In der „Erklärung über die Zusammengehörigkeit aller Teile Deutschlands, über friedliche Zusammenarbeit mit allen Völkern der Welt und Aufbau unseres staatlichen Lebens auf dem Wege echter Demokratie" betonten die Ministerpräsidenten und Bürgermeister: „Die in München versammelten Chefs der deutschen Länderregierungen können ihre Beratungen zur Steuerung der unmittelbaren Not des deutschen Volkes im kommenden Winter nicht schließen, ohne vor der ganzen Welt das große Ziel der wirtschaftlichen und politischen Einheit Deutschlands aufzustellen und den Willen zu friedlicher Zusammenarbeit mit allen Völkern ausdrücklich zu bekunden. Der Neuaufbau unseres staatlichen Lebens kann aber nur auf dem Wege echter Demokratie verwirklicht werden, in der alle Grundrechte menschlicher Freiheit gewährleistet sind. Nur wenn sich die Maßnahmen des Staates ausschließlich auf den in freien Wahlen festgestellten Willen des Volkes berufen können, besteht Aussicht, das hohe Ziel der friedlichen Völkergemeinschaft, der Freiheit von Furcht und des wahren sozialen Fortschrittes zu erreichen."
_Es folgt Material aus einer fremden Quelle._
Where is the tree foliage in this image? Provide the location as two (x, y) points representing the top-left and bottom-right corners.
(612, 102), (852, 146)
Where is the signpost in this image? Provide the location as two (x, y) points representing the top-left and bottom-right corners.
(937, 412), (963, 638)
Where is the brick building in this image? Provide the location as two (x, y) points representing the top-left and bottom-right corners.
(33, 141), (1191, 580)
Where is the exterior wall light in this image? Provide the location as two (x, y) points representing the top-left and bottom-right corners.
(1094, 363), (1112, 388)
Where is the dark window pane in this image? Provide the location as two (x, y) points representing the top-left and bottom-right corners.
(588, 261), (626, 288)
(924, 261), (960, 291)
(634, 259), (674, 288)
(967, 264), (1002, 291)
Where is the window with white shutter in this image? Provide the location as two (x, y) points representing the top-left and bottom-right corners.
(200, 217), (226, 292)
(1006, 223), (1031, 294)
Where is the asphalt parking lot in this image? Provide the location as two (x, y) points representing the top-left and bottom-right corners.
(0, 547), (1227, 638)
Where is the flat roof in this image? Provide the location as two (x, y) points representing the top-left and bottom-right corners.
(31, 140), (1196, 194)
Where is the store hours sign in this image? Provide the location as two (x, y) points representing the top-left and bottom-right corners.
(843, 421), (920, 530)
VII. Die Haltung des Zentralsekretariats der SED
Aufschlüsse über die Haltung der Sowjetischen Militäradministration, des Zentralkomitees der Sozialistischen Einheitspartei und der Ministerpräsidenten der sowjetischen Besatzungszone gab zunächst Leo Bauer, 1950 als stellvertretender Intendant und Chefredakteur des Berliner Deutschlandsenders verhaftet. In einem nach seiner vorläufigen Entlassung erstellten Bericht über das Verhör durch einen sowjetischen Vernehmungsoffizier berichtete Bauer: „Ich war damals in Zusammenhang mit der Konferenz in München und nahm Stellung gegen Ulbrichts Vorgehen, als er das Verlassen der Konferenz durch die ostzonalen Ministerpräsidenten organisierte. Der mich verhörende Offizier wußte über diese meine Haltung in München Bescheid und fragte mich: Hat Ulbricht die ostzonalen Ministerpräsidenten nicht in der Absicht nach München geschickt, den Zusammenbruch der ersten gesamtdeutschen Konferenz herbeizuführen?'Ich konnte nur antworten, daß dies schon damals, im Jahre 1947, in München mein Eindruck gewesen wäre. Als meine Antwort auf seine Frage schrieb der Vernehmungsoffizier dann in seinen Bericht: , Schon 1947 mußte ich auf Grund des Verhaltens von Ulbricht annehmen, daß Ulbricht die Ministerpräsidenten der damaligen sowjetischen Besatzungszone nach München geschickt hatte, um diese Konferenz zu sabotieren und ihre Durchführung zu verhindern.'Und ohne mich zu fragen, fügte der Vernehmungsoffizier hinzu: . Ulbricht hat bewußt diese gesamtdeutschen Gespräche in München 1947 sabotiert. ’ Ich muß sagen, daß, obwohl ich versuchte, bei meinen Aussagen über Ulbricht bei der Wahrheit zu bleiben, der Vernehmungsoffizier ständig versuchte, meine Antworten in seinem Bericht auf eine Weise zu formulieren, daß sie noch belastender für Ulbricht wurden."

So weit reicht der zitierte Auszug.